Wednesday, November 19, 2008

Cool URIs for Molecules

Firstly I have to say that the title of this blog is a direct plagiarism of the W3C paper "Cool URIs for the Semantic Web" by Leo Sauermann et al.

Introduction: - The nature of the problem

Part of our role in informatics is to create and maintain databases that hold chemical structure information. These databases allow users to search for chemical structures or sub portions (substructures) of them. In order to achieve this we implement chemical search engines provided by vendors. These chemical search engines provide a means to rapidly filter chemical structures through creation of specific indexes and atom matching functionality. The need to have a chemical search engine is not in doubt; however using it to join information creates a huge technical overhead and inflexibility within the data. Within an organisation there may be many chemical databases each serving a different purpose. E.g. Internal molecules, externally available molecules from vendors including reagents and screening molecules, competitor molecules and related information, all form a wealth of information that could be related to chemical structure.
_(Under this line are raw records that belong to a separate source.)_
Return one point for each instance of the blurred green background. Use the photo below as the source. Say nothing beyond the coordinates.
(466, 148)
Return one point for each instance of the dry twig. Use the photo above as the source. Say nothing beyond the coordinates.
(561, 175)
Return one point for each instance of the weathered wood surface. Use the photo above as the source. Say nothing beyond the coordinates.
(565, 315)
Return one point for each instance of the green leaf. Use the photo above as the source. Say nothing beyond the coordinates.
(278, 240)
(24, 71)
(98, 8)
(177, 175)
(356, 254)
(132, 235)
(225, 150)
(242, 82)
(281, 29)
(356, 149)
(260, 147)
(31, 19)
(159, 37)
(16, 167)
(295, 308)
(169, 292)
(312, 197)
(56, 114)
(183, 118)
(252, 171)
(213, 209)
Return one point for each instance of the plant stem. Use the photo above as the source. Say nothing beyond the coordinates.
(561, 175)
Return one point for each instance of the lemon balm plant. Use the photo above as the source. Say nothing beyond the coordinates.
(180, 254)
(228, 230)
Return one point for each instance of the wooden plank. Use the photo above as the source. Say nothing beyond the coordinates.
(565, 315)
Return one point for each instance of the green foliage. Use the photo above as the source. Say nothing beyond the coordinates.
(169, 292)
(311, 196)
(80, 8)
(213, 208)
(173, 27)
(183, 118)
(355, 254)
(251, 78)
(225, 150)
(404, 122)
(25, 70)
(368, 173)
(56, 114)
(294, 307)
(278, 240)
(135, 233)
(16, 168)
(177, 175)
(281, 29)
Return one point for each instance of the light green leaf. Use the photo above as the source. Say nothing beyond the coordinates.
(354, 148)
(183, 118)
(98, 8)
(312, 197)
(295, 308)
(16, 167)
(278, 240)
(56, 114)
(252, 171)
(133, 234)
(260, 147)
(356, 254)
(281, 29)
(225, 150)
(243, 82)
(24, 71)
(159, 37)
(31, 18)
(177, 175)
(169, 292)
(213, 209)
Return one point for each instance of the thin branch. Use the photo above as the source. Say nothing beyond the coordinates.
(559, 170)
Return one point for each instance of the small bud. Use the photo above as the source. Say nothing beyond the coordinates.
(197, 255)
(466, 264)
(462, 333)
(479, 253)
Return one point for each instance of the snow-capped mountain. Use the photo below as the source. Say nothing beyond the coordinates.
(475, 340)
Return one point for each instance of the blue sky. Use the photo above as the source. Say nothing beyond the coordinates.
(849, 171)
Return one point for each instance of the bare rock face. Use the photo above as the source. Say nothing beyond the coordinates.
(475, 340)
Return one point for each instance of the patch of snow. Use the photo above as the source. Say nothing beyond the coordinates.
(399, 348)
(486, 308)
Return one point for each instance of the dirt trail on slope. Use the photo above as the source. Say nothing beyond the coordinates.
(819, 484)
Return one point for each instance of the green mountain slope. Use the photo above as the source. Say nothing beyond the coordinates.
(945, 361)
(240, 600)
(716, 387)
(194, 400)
There are several situations where we would wish to link, merge or extend the capabilities of these chemical databases.

e.g.

  1. Many companies create their own chemical database of available compounds supplied by various companies around the world. To do this we bring together chemical catalogues (supplied in a variety of formats) based on the chemical structure using a chemical search engine. Some software vendors supply a ready correlated database in their particular database format, but these systems are often too restrictive, as they do not allow us to update the system with the information we desire.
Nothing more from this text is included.